ネピアグラス、高い除染率効果 弘前大・姜准教授研究

 イネ科のネピアグラスによる放射性セシウムの除染効果が、高い除染率で知られる同科のソルガムの最大23倍あることが弘前大農学生命科学部の姜東鎮准教授(環境農学)の研究で分かった。ネピアグラスを用い、福島第1原発事故の影響を受ける福島県内でバイオエタノールをつくる計画もあり、姜准教授は「除染と農地保全の両方が可能になる」と期待する。

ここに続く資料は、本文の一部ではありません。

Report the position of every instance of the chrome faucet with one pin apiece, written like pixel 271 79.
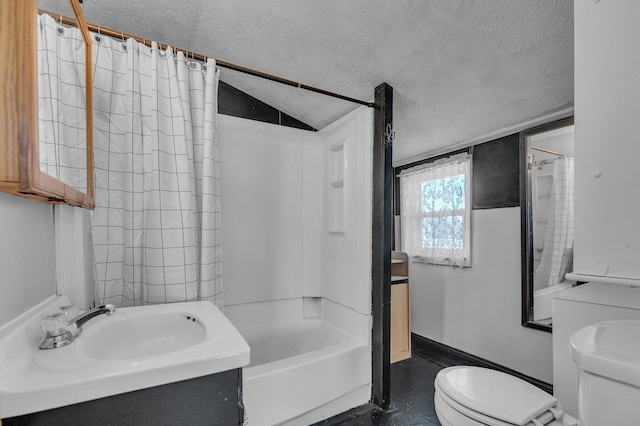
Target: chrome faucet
pixel 63 327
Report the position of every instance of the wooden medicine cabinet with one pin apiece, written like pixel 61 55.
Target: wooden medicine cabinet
pixel 20 168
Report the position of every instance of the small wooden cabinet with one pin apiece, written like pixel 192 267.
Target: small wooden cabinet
pixel 400 307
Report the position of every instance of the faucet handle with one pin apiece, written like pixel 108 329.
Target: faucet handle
pixel 70 311
pixel 55 324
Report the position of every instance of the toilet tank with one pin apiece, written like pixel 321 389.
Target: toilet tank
pixel 607 356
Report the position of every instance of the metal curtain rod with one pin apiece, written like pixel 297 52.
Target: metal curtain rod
pixel 200 57
pixel 548 151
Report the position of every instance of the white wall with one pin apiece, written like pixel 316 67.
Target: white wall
pixel 275 220
pixel 261 177
pixel 478 309
pixel 27 272
pixel 607 84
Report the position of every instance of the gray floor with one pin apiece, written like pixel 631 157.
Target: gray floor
pixel 411 393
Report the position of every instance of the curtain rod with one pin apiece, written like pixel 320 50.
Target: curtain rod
pixel 548 151
pixel 200 57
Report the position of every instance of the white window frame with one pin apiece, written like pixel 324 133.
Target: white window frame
pixel 411 215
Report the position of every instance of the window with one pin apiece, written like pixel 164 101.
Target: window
pixel 435 211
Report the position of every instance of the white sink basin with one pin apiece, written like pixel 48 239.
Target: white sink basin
pixel 127 334
pixel 609 349
pixel 135 348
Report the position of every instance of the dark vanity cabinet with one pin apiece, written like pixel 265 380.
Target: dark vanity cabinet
pixel 209 400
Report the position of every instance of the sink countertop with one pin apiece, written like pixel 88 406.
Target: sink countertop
pixel 33 380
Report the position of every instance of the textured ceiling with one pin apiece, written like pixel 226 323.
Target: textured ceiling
pixel 460 69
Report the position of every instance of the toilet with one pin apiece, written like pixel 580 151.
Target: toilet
pixel 607 356
pixel 474 396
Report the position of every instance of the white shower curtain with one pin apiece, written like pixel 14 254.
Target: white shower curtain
pixel 156 224
pixel 557 253
pixel 61 103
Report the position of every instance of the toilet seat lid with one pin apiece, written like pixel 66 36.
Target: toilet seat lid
pixel 494 394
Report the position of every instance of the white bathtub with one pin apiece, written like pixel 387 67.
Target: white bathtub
pixel 302 370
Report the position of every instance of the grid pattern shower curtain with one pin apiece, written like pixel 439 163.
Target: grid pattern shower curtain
pixel 61 94
pixel 557 253
pixel 156 224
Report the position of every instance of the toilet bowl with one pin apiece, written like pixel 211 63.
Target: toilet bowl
pixel 607 357
pixel 474 396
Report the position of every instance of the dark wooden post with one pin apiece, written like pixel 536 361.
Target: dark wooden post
pixel 381 245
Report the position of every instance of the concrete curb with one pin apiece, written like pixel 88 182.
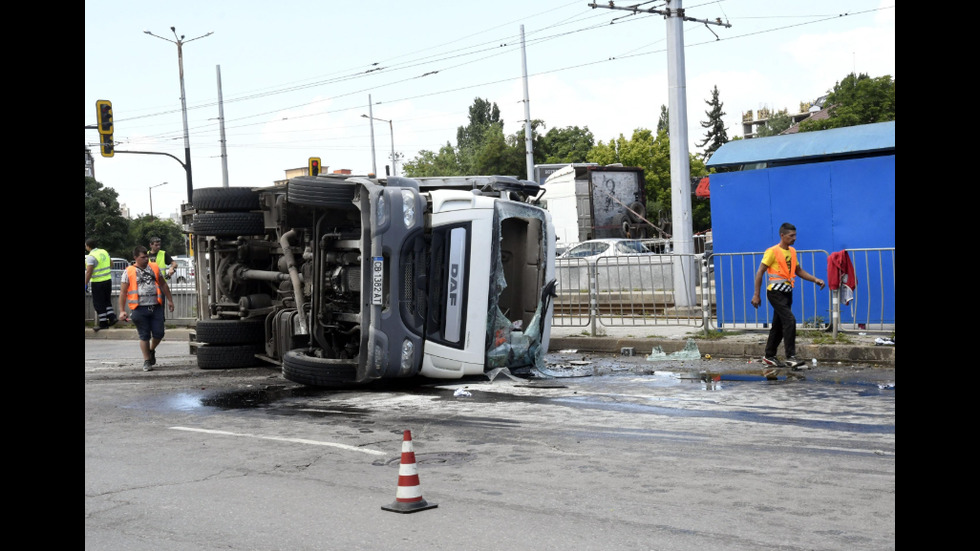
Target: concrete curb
pixel 875 355
pixel 883 356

 昨年5~10月、居住制限区域に指定されている福島県浪江町田尻地区の水田などで実証実験をした。1平方メートル当たり11株植えた場合、同じ敷地内で栽培するソルガムと比べ、6~23倍のセシウムを除染したという。半年で高さ4メートルになる成長力と、1ヘクタール当たり年間最大85トンという収穫量の多さから、多くのセシウムを吸収・除去できたとみられる。ネピアグラスは東北では穂が出ず、越冬もできないため、吸収したセシウムが拡散しない特徴もある。
 ただ、ネピアグラスの除染効果は、土壌に含まれるセシウムの0.7%程度。土壌のはぎ取りなどの本格的な除染の補完的な役割や、はぎ取りが難しい農地の除染などを想定している。
 同大ではネピアグラスに吸収されたセシウムを、完全に除去する手法の確立も目指す。新年度以降、全町避難が続く福島県大熊町などと産官学で、ネピアグラスを活用したバイオエタノール燃料のプラント計画に取り組む。2016年度までに栽培面積を720ヘクタールまで拡大する。
 監修する同大被ばく医療総合研究所の床次(とこなみ)真司教授は「将来は、除染を進めながら、一方でエネルギー資源として事業化を目指す。雇用創出にもつなげられる」と期待を込めた。